= Ranjan Roy =

American mathematician

Ranjan Roy (1948 – 2020) was an Indian-born American mathematician. He spent most of his career as a professor at Beloit College.

==Education==

Roy received a BS degree from the Indian Institute of Technology Kharagpur, an MS in mathematics from the Indian Institute of Technology Kanpur, and a PhD at Stony Brook University.

==Career==

After receiving his PhD, Roy taught at the University of Kentucky for a short time, then returned to India where he took posts at the Indian Institute of Technology Delhi and Himachal Pradesh University, and received a fellowship at the Indian Institute of Advanced Study. After spending two years at the institute, he joined the Mathematics Institute at Punjab University as a Reader. He returned to the U.S. at SUNY Plattsburgh.

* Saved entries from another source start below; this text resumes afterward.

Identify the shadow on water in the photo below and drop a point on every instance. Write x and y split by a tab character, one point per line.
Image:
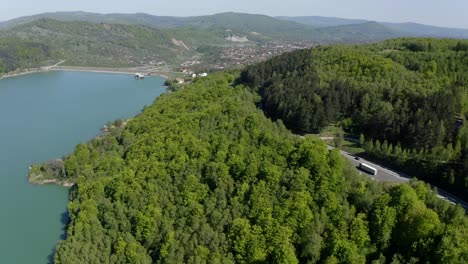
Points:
65	220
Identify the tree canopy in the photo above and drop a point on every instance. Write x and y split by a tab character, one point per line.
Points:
408	97
202	176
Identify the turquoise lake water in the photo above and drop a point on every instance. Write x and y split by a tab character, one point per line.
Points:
42	117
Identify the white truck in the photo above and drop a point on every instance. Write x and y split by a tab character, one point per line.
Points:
365	167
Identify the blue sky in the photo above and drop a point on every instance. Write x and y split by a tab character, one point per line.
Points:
451	13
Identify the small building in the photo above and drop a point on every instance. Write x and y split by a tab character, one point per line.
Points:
139	76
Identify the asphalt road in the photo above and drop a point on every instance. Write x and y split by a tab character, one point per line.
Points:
385	174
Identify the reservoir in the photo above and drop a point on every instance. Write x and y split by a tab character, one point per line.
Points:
42	117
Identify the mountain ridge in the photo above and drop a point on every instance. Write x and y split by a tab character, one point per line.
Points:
282	26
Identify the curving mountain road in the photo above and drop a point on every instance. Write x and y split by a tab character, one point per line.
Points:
385	174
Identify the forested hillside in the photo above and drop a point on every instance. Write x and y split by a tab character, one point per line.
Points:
89	44
16	53
202	176
408	97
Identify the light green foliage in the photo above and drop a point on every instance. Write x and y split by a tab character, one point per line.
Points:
209	179
410	93
20	54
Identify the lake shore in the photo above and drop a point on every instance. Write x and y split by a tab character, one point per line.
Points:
129	71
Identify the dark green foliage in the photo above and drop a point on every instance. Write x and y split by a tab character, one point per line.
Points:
202	176
407	92
16	53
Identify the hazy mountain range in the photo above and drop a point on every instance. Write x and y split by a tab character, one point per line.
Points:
305	27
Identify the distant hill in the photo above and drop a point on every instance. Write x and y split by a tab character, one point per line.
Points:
16	53
319	21
420	30
400	29
84	43
262	27
365	32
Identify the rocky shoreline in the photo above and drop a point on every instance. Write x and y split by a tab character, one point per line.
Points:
40	180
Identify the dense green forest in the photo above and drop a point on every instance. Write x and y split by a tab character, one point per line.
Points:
408	97
202	176
16	54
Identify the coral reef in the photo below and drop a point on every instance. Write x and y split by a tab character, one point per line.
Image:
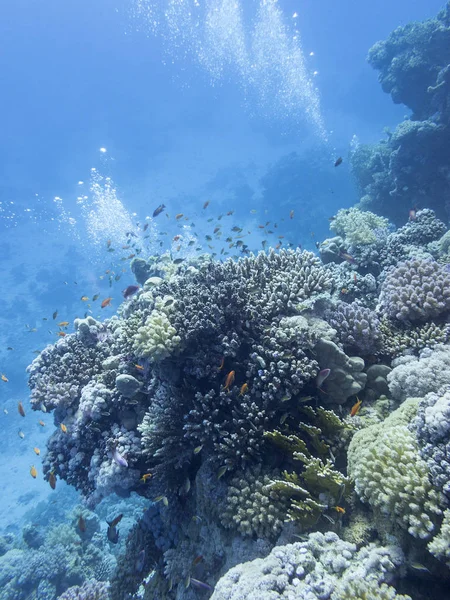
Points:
321	567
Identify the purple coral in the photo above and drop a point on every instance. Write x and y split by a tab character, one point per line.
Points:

In 1982, Roy joined Beloit College, spending the rest of his career there. He became the Ralph C. Huffer Professor of Mathematics and Astronomy, and at the time of his death, he was the chair of the Mathematics and Computer Science Department.

==Publications==

Roy published many papers on differential equations, fluid mechanics, special functions, Fuchsian groups, and the history of mathematics. He authored three advanced mathematics books:
Sources in the Development of Mathematics (2011), Elliptic and Modular Functions from Gauss to Dedekind to Hecke (2017) and the posthumously published Series and Products in the Development of Mathematics (2021) all published by Cambridge University Press. He is a coauthor of the book Special Functions (with G. E. Andrews and R. Askey), published by Cambridge University Press in 1999.

==Awards==

Roy earned several recognitions for distinguished mathematics teaching, including the following:

- In 2003, Roy was one of three professors to receive the Deborah and Franklin Haimo Award for Distinguished College or University Teaching of Mathematics.
- The MAA Carl B. Allendoerfer Award
- The MAA Wisconsin Section teaching award
- Teacher of the Year honors from Beloit College in 1986 & 2000.